Based on his experience of several HIV testing projects in Soweto, De Bruyn is convinced that it’s possible to get all South Africans to test for HIV through the mobilisation of community leaders, the use of mobile testing clinics and post-test support groups. “Creative strategies such as refusing to renew citizens’ driver’s licences without them first producing proof that they have gone for an HIV test, and testing people at fast-food stands can also be considered,” De Bruyn says.

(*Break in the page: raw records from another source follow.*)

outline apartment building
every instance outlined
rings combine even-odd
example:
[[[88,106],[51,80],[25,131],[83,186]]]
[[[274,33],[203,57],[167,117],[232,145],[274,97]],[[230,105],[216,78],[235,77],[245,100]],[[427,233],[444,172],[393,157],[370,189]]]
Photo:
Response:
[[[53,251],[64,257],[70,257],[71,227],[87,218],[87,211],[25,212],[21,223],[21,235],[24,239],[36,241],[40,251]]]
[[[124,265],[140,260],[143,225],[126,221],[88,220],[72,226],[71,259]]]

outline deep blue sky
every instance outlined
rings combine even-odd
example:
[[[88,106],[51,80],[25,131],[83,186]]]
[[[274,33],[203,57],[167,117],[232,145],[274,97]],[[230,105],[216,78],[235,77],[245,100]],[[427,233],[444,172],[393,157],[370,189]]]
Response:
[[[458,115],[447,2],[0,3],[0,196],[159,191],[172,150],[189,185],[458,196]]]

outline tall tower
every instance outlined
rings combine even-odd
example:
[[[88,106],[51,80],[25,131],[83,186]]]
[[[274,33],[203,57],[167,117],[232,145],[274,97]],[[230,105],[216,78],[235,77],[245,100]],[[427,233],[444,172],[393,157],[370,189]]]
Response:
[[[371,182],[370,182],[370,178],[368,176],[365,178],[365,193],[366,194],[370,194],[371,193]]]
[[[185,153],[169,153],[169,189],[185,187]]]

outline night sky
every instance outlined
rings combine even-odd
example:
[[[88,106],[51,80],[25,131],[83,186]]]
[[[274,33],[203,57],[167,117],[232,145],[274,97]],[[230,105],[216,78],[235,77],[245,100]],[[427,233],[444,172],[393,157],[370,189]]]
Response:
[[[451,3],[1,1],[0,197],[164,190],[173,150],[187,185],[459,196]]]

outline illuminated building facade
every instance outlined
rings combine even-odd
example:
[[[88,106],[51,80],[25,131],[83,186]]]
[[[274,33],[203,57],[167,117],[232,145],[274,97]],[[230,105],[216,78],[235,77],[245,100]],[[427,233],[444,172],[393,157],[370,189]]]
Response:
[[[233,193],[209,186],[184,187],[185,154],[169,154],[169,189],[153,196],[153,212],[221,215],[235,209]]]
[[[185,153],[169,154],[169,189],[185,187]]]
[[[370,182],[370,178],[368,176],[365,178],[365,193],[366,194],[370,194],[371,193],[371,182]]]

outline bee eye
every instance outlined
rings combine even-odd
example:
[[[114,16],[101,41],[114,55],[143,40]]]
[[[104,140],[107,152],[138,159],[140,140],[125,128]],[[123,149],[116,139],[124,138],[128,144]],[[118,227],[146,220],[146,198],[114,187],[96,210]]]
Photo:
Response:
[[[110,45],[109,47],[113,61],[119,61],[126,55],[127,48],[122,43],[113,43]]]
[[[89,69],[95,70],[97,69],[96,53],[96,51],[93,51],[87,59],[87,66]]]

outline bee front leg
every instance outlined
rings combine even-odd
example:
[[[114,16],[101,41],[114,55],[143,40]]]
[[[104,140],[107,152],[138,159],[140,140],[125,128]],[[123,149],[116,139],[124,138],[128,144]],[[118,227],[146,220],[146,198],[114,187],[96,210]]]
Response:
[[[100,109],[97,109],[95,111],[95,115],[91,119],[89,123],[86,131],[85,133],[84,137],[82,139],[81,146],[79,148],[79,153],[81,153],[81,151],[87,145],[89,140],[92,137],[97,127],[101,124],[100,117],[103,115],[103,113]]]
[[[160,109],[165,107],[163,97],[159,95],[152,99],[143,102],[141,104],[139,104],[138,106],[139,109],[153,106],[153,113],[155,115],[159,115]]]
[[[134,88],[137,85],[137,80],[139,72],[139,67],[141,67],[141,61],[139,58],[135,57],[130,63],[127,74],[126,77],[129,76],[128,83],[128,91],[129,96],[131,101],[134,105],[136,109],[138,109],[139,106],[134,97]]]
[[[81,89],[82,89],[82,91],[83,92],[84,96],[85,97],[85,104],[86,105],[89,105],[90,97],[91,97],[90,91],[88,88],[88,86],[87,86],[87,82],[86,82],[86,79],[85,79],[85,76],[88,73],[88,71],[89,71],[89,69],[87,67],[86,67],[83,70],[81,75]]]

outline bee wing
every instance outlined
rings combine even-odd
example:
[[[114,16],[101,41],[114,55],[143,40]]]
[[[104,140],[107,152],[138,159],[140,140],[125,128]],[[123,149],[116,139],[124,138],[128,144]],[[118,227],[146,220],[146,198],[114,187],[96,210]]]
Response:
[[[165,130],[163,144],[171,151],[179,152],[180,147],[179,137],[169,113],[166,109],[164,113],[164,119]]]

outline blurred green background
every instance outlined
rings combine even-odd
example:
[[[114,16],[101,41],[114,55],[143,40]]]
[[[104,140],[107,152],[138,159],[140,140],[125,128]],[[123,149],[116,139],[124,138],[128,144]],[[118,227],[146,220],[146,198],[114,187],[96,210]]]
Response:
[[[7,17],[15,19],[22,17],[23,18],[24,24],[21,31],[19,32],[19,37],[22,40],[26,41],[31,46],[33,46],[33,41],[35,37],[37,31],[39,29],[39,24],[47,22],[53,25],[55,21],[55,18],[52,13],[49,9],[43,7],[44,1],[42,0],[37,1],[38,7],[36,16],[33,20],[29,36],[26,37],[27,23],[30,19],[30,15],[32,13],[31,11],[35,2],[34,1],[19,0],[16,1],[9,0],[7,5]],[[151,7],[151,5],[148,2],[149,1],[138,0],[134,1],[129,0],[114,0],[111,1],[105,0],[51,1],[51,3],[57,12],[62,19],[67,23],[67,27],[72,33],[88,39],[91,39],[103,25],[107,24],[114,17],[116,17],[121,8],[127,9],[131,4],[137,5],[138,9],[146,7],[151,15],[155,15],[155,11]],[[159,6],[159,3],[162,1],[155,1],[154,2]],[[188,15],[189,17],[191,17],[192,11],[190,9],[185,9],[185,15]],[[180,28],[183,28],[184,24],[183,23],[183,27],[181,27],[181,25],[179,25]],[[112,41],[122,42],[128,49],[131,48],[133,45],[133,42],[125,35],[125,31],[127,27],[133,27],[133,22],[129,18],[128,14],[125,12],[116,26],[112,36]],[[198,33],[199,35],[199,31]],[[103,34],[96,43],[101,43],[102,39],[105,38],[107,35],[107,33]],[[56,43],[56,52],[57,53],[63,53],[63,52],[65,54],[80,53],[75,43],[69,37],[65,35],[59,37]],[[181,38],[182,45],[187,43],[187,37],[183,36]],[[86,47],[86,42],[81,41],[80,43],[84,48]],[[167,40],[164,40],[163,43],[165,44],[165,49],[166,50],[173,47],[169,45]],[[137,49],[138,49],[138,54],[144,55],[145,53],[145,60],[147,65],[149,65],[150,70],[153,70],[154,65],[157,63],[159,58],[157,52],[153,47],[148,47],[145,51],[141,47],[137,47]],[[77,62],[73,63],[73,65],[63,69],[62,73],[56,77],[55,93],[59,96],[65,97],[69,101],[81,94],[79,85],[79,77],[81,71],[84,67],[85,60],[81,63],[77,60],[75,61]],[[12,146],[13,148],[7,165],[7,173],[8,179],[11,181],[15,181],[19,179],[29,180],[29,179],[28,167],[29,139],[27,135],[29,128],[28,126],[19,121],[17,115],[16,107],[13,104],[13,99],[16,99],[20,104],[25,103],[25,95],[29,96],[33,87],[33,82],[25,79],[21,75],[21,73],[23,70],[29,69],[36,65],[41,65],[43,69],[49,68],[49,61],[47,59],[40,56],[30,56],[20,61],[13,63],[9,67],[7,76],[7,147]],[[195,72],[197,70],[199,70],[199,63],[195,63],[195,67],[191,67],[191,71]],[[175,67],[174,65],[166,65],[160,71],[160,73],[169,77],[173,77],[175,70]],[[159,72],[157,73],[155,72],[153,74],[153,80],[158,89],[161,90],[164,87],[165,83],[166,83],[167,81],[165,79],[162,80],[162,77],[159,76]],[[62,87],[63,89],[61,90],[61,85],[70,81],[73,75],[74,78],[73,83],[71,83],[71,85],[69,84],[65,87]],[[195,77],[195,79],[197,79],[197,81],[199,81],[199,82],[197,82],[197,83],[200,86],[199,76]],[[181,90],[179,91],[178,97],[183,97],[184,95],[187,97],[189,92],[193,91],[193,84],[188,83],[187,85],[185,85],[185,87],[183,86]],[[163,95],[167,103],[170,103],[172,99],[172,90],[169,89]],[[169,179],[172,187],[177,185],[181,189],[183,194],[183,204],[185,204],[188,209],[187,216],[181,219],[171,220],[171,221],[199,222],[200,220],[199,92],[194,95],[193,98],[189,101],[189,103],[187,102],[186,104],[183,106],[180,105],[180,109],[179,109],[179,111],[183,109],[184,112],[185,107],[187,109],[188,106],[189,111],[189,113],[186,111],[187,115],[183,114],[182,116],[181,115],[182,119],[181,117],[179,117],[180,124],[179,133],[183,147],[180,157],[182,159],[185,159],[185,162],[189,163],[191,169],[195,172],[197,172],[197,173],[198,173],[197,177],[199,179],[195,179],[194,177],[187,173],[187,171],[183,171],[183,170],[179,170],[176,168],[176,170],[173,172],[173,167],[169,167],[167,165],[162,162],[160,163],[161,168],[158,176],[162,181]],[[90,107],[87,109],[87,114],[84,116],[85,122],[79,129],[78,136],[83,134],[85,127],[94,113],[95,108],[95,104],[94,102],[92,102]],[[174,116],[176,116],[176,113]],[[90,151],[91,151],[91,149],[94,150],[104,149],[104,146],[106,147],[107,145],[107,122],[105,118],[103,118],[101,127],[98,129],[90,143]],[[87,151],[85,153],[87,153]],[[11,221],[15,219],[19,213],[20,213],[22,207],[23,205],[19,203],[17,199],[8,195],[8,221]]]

But the contentious model presents many ethical as well as operational challenges, such as the cost of treatment and testing.
“Each HIV test costs about R96. To test everyone above 15 in South Africa will amount to R3,8-billion and almost 154 000 tests per day,” says Wits Clinical HIV Research Unit deputy director Dr Francesca Conradie.
“How do you get all adults in this country tested for the virus once a year if most of them have up until now been reluctant to or even refused to go for a test? If you force them to, you are infringing on their human rights. And, without test results, you can’t treat anyone,” Conradie says.
It is estimated that 700 000 South Africans are on ART. For the Granich model to be effective, 5,8-million (the estimated number of HIV-infected people in the country) would need to be on ART—more than eight times the current number. “South Africa simply has too many HIV-infected people for this strategy’s implementation to be practical. We’re not the US where the numbers are manageable,” Conradie says.
Granich and his colleagues point out that, although the model would require more money in the short term, the financial burden would be alleviated as the number of infections start to decline and fewer people would need treatment.
But, Conradie says: “We should rather put all our efforts into well-established prevention methods such as medical male circumcision, which reduces men’s risk to contract HIV by 60%.”